For Washington University in St. Louis, the data team was able to recognize another important trend about patients in the health system's network of 15 hospitals and two physician groups. The team was looking at the anticipated maximum patient load, how many patients would require the ICU, how many would require ventilators, how many would require dialysis, and the personnel required for all this.
The team was able to quickly realize that its hospitals in north St. Louis were seeing greater rates of admissions and ICU admissions among COVID-19 patients. A data analysis revealed that African Americans were about 2.5 times more likely to be admitted to the hospital than any other patient group, Payne said. Once admitted, Black patients' odds of ending up in the ICU were four times greater than those of other patient populations.

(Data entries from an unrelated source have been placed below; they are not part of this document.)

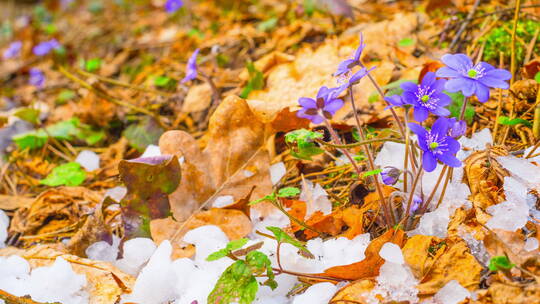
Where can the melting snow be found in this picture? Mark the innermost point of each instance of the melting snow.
(316, 198)
(89, 160)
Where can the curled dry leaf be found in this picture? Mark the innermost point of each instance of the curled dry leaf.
(352, 293)
(370, 265)
(235, 141)
(106, 282)
(484, 176)
(435, 262)
(149, 181)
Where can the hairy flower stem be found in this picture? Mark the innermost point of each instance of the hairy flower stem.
(367, 150)
(337, 141)
(407, 143)
(443, 192)
(380, 91)
(425, 205)
(411, 194)
(360, 143)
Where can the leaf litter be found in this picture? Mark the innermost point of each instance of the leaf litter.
(171, 152)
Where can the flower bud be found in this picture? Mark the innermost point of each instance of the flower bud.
(390, 175)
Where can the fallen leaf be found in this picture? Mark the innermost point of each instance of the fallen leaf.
(106, 283)
(148, 181)
(369, 266)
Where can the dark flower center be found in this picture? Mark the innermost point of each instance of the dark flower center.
(472, 73)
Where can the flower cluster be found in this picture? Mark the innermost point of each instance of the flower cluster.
(327, 102)
(37, 78)
(46, 47)
(472, 79)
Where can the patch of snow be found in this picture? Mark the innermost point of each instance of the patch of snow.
(391, 252)
(103, 251)
(89, 160)
(395, 283)
(316, 198)
(4, 224)
(477, 142)
(151, 150)
(136, 253)
(156, 283)
(116, 193)
(451, 293)
(57, 283)
(513, 213)
(531, 244)
(207, 239)
(329, 253)
(277, 171)
(222, 201)
(320, 293)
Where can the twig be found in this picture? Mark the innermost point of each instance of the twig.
(513, 45)
(464, 24)
(360, 143)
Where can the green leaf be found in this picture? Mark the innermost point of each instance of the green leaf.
(161, 81)
(372, 172)
(144, 133)
(500, 263)
(231, 246)
(288, 192)
(255, 82)
(504, 120)
(406, 42)
(70, 174)
(267, 25)
(302, 142)
(149, 181)
(28, 114)
(64, 96)
(93, 65)
(259, 263)
(457, 103)
(236, 284)
(65, 130)
(283, 237)
(271, 197)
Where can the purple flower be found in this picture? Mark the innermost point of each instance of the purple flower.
(456, 128)
(426, 97)
(13, 50)
(436, 144)
(396, 101)
(46, 47)
(417, 201)
(172, 6)
(346, 65)
(472, 79)
(390, 175)
(323, 107)
(37, 78)
(191, 69)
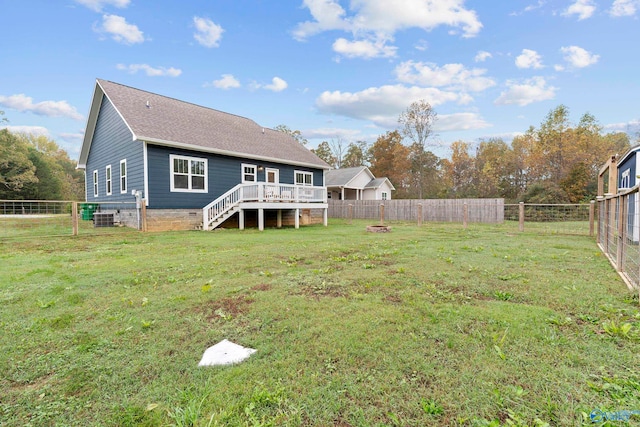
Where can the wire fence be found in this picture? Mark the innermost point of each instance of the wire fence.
(619, 234)
(574, 219)
(24, 218)
(20, 219)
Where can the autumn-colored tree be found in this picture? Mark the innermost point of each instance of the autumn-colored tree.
(496, 170)
(459, 171)
(295, 134)
(34, 167)
(390, 158)
(416, 124)
(324, 152)
(16, 169)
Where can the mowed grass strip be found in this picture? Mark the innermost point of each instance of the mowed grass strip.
(435, 325)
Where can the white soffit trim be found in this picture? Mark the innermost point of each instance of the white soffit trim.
(228, 153)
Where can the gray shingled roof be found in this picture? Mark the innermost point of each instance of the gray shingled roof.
(160, 119)
(341, 177)
(375, 183)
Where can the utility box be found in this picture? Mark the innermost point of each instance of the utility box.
(87, 210)
(103, 220)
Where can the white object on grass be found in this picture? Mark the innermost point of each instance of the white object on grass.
(225, 353)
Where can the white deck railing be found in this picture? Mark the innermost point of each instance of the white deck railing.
(261, 192)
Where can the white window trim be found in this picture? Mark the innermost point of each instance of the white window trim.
(275, 171)
(255, 173)
(95, 183)
(624, 182)
(303, 173)
(190, 159)
(123, 177)
(108, 180)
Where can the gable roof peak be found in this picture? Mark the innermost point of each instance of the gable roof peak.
(163, 120)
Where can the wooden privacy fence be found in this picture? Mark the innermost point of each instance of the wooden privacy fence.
(619, 234)
(433, 210)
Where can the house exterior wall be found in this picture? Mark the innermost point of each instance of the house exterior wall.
(191, 219)
(223, 173)
(627, 171)
(112, 142)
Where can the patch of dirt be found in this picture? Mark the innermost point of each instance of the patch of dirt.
(225, 308)
(395, 299)
(262, 287)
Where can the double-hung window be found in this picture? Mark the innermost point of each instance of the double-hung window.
(123, 176)
(95, 183)
(108, 179)
(188, 174)
(304, 178)
(624, 182)
(249, 173)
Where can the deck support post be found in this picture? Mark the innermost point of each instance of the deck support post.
(261, 219)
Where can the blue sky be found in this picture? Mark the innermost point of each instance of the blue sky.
(333, 69)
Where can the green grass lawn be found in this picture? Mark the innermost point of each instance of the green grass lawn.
(435, 325)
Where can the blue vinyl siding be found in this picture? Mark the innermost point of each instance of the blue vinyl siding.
(630, 165)
(223, 173)
(112, 142)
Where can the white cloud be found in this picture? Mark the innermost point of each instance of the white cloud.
(208, 33)
(277, 85)
(578, 57)
(529, 8)
(624, 8)
(72, 136)
(452, 76)
(228, 81)
(98, 5)
(459, 121)
(482, 56)
(383, 104)
(328, 133)
(583, 8)
(531, 90)
(366, 49)
(120, 30)
(631, 126)
(149, 70)
(382, 18)
(25, 103)
(529, 59)
(33, 130)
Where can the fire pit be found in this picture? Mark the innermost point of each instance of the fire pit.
(378, 228)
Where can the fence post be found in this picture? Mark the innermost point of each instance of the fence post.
(622, 228)
(521, 216)
(465, 210)
(143, 214)
(74, 218)
(592, 216)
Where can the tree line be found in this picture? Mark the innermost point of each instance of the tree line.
(557, 162)
(35, 168)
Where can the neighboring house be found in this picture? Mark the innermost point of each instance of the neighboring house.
(194, 166)
(357, 184)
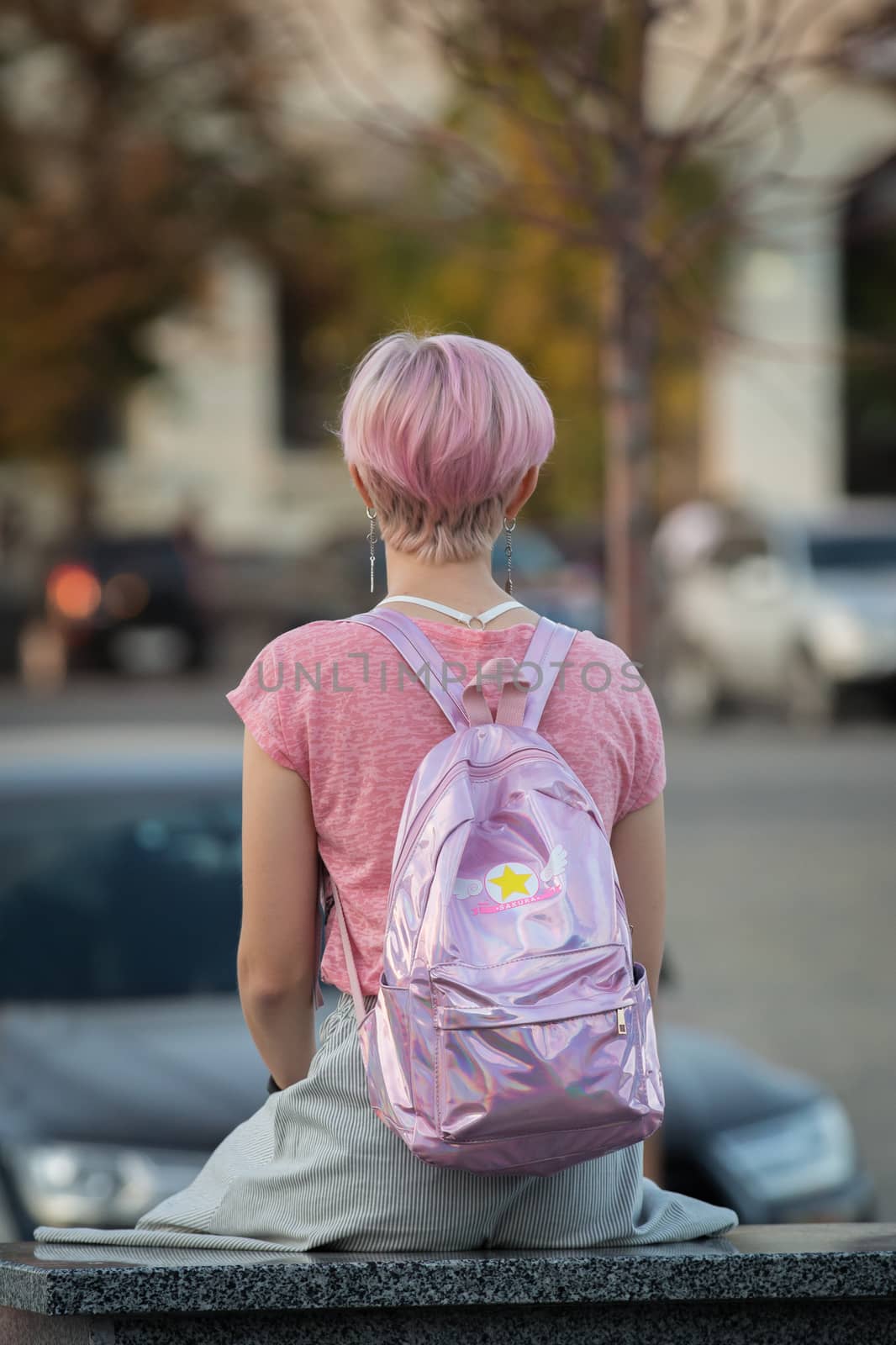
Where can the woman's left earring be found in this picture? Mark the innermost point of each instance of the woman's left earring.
(372, 515)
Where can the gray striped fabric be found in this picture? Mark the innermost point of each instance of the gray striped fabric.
(315, 1169)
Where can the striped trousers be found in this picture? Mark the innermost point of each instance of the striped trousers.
(315, 1169)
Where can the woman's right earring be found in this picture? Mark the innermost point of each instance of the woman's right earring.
(509, 526)
(372, 515)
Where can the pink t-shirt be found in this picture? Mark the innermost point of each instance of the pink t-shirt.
(350, 717)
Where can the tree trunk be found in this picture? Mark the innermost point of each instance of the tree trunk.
(626, 365)
(629, 338)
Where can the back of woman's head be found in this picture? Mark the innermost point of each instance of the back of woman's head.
(441, 430)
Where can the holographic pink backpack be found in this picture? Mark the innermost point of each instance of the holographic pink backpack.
(512, 1032)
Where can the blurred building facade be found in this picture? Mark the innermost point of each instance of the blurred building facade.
(777, 407)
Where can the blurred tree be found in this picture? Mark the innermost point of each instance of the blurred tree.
(560, 134)
(134, 136)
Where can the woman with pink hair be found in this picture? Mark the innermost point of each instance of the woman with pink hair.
(444, 437)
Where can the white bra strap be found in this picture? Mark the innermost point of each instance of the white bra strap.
(452, 611)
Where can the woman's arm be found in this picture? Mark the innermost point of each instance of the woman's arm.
(638, 842)
(276, 961)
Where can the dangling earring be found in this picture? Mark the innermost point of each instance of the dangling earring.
(509, 526)
(372, 515)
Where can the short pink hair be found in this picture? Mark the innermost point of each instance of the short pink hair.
(441, 430)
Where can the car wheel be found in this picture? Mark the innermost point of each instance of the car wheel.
(810, 697)
(690, 688)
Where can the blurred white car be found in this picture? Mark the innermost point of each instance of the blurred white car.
(783, 609)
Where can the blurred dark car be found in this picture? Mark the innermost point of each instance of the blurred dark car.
(129, 604)
(124, 1053)
(336, 582)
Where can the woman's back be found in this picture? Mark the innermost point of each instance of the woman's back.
(336, 704)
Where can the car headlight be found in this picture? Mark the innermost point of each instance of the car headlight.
(64, 1184)
(794, 1154)
(841, 638)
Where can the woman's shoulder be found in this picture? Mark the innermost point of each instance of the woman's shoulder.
(322, 639)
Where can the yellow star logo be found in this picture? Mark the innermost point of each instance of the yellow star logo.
(512, 883)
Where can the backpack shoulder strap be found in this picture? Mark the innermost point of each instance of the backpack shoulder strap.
(416, 650)
(548, 649)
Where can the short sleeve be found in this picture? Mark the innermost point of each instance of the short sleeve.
(264, 699)
(649, 766)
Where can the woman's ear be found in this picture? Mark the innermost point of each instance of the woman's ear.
(524, 491)
(360, 486)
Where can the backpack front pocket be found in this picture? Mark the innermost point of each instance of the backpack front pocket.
(540, 1042)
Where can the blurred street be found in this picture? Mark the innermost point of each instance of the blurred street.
(781, 888)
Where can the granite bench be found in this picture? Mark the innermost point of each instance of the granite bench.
(770, 1284)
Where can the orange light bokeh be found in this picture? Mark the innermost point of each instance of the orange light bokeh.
(73, 591)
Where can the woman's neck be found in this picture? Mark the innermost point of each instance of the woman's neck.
(467, 585)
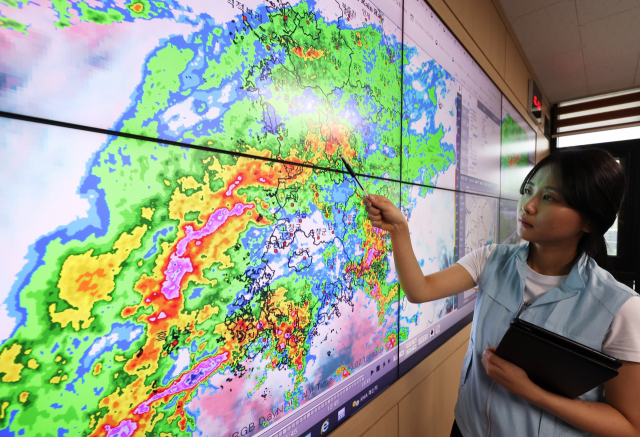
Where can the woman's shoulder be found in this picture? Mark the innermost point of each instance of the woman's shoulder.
(602, 285)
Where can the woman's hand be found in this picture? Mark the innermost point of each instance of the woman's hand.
(508, 375)
(383, 213)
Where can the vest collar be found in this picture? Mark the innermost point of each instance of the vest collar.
(574, 283)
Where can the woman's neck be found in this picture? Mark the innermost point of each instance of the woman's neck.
(551, 260)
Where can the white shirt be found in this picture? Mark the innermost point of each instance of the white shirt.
(623, 337)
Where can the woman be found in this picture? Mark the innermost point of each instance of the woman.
(569, 200)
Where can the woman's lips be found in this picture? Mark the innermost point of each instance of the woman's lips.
(525, 224)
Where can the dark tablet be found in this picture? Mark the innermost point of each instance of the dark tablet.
(556, 363)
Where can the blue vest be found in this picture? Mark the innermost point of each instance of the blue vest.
(581, 309)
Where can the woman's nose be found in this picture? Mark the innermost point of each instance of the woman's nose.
(530, 207)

Payne said that insight led to working with public health groups to better support communities at risk.
Washington University is using MDClone in its cloud-first Microsoft Azure implementation, but MDClone can also be deployed on-premises.
To further COVID-19 research and other advanced health work, last month MDClone announced The Global Network, a research and knowledge-sharing collaborative that protects patient privacy through the use of synthetic data. The Global Network will focus on three pillars of research in its first year -- health services, clinical medicine, and precision medicine. At launch members included Washington University, Jefferson Health, and Intermountain Healthcare in the western states, among several others. The network enables collaboration across these medical organizations, which is something that can accelerate and improve research.
"Synthetic data can remove restrictions to sharing data externally so you can innovate faster," said Josh Rubel, chief commercial officer at MDClone.